Le choix de reporter la fin des voitures thermiques en Europe fait débat. Et selon le géant chinois BYD, cette décision pourrait coûter cher à l’industrie automobile européenne. Pourquoi ce recul réglementaire pourrait-il ouvrir un boulevard aux constructeurs asiatiques ? Découvrons le point de vue de BYD, acteur majeur de la transition électrique.
L’Europe desserre l’étau sur le thermique
La Commission européenne a récemment confirmé un changement de cap important. L’interdiction des moteurs thermiques à partir de 2035 sur les voitures neuves n’est plus d’actualité. Cela signifie que les constructeurs auront plus de temps pour proposer des modèles essence, diesel ou hybrides. Une décision motivée par la pression de certains États membres et constructeurs traditionnels… mais qui divise.
Ce revirement est perçu comme un « manque d’ambition climatique » par certains acteurs. Mais il suscite aussi une vraie inquiétude stratégique. Et c’est précisément ce que souligne BYD.
BYD : un acteur 100% tourné vers l’électrique
Contrairement aux marques européennes, BYD a délaissé les moteurs thermiques purs depuis plusieurs années. L’entreprise concentre tous ses efforts sur deux technologies :
- les moteurs 100% électriques
- les hybrides rechargeables, de type PHEV (Plug-in Hybrid Electric Vehicle)
Dans la technologie DM-i de BYD, le moteur thermique n’est qu’un appoint servant à recharger ou soutenir la batterie. Le cœur du système reste donc électrique. Les investissements en R&D (recherche et développement) de la marque sont ainsi focalisés sur l’innovation électrique, sans dispersion.
Un désavantage pour les constructeurs européens
Pour Stella Li, dirigeante de BYD en Europe, ce report de la réglementation pourrait ralentir la mutation de l’industrie automobile européenne. Pourquoi ? Parce que les marques européennes vont devoir répartir leurs budgets de R&D entre deux fronts :
- l’électrique, imposé à long terme
- le thermique, maintenu plus longtemps que prévu
Or, les dépenses de R&D sont souvent plafonnées autour de 5 à 7% du chiffre d’affaires. En doublant leur feuille de route technologique, les marques européennes doivent partager leurs ressources, ce qui freine l’adoption du tout électrique.
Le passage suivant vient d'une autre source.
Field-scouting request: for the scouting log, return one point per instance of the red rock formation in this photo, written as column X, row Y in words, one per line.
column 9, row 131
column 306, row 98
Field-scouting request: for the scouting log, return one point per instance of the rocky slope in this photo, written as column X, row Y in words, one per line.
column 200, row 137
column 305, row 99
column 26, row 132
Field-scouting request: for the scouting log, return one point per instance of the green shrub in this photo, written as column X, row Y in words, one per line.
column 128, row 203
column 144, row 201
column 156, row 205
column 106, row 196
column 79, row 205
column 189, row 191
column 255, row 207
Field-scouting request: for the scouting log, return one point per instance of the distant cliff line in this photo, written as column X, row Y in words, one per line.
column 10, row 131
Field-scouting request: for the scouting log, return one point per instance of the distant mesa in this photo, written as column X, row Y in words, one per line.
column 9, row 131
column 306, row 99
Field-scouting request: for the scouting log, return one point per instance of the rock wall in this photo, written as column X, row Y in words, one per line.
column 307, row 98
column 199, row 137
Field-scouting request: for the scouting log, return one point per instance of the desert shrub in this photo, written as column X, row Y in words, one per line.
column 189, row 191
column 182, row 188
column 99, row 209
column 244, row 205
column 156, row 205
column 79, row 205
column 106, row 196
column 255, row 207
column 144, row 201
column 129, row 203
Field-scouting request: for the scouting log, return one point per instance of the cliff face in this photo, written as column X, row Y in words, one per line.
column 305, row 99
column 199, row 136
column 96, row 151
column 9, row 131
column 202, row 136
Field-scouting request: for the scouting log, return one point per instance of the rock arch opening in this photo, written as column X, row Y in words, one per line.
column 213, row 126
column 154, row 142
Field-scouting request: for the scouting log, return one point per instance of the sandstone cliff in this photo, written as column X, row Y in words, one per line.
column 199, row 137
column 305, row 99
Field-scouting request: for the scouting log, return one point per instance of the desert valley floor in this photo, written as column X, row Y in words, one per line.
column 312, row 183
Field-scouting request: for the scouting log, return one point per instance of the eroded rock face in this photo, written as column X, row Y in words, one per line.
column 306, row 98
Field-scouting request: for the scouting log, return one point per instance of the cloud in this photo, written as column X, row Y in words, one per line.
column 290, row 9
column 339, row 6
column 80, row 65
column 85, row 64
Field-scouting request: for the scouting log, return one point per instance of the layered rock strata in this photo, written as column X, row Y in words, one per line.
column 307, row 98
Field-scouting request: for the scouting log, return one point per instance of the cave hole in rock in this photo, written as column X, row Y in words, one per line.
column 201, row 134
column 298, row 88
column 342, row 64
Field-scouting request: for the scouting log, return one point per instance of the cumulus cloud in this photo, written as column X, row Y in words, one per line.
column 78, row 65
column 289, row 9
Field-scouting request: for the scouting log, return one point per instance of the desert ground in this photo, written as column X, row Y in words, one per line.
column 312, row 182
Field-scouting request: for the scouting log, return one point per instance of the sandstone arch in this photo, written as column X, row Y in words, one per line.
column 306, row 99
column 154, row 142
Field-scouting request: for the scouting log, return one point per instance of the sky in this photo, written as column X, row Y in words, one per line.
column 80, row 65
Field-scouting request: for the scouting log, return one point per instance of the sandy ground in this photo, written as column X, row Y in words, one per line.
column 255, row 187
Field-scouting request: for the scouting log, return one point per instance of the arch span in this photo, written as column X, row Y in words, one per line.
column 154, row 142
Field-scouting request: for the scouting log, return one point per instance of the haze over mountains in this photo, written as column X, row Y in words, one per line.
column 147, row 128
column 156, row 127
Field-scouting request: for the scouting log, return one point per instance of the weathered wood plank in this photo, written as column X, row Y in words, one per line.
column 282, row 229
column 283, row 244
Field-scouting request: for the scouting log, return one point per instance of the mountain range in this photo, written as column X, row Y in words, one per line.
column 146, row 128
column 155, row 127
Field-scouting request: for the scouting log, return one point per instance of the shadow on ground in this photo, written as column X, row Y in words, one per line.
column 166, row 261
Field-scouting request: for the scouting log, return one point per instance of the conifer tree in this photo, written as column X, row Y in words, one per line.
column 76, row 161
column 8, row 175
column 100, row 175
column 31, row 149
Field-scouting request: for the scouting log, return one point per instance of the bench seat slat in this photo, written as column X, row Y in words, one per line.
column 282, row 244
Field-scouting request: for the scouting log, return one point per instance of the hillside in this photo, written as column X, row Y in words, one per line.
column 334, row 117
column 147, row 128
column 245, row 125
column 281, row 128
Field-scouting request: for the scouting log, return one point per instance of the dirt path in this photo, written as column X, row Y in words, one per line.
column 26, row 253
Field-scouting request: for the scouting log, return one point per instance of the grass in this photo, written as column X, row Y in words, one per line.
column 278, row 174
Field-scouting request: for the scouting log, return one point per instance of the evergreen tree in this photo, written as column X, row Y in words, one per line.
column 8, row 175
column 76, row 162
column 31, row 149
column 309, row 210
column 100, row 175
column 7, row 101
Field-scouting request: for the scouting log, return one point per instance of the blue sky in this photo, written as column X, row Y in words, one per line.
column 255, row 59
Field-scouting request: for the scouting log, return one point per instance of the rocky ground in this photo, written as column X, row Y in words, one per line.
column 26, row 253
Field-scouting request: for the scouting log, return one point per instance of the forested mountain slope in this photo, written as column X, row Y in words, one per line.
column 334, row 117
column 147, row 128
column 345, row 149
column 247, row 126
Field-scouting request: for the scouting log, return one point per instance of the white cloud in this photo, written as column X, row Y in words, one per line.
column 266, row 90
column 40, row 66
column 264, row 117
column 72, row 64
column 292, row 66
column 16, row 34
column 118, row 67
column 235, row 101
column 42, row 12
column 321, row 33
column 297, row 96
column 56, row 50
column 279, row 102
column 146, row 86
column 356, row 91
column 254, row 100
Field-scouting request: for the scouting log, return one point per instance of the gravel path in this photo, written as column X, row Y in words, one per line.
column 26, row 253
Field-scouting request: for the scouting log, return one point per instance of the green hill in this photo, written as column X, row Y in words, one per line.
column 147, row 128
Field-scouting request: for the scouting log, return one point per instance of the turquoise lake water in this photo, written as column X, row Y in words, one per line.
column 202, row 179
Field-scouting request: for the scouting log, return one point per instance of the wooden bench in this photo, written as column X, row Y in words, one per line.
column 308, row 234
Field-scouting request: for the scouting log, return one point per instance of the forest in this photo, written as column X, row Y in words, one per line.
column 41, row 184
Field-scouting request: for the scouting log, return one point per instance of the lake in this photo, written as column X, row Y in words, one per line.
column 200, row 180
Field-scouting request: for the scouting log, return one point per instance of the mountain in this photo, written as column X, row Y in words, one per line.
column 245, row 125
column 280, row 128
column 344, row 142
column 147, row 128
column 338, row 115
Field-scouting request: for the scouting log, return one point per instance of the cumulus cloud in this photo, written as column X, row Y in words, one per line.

Pour BYD, qui n’a plus à financer le développement de moteurs thermiques classiques, c’est un avantage concurrentiel net.
Une offensive bien préparée sur le marché européen
BYD ne compte pas ralentir le rythme en Europe. Au contraire. Le constructeur prévoirait de développer une citadine 100% électrique du segment B, taillée sur mesure pour les besoins du marché européen.
Et ce n’est pas tout. Leur réseau de distribution est en pleine expansion. En 2024, l’objectif est clair : passer de 1 000 à 2 000 points de vente en Europe. C’est l’équivalent du maillage de certaines marques historiques comme Citroën. Autrement dit, BYD prépare une vraie offensive.
Le choix européen : retard ou opportunité ?
Le report de l’interdiction du thermique donne du temps. Mais ce répit pourrait pénaliser l’Europe, si ces années supplémentaires sont mal utilisées. BYD, déjà en avance, compte bien profiter de cette lenteur pour s’imposer plus vite.
Côté consommateurs, cette situation pourrait conduire à une offre élargie… mais aussi à un risque : voir les marques européennes perdre du terrain sur leur propre continent.
Faut-il maintenir une vision claire et rapide vers le 100% électrique ? Ou s’adapter à un marché encore attaché aux moteurs thermiques ? Le débat est relancé. Mais pendant ce temps, BYD avance sans se retourner.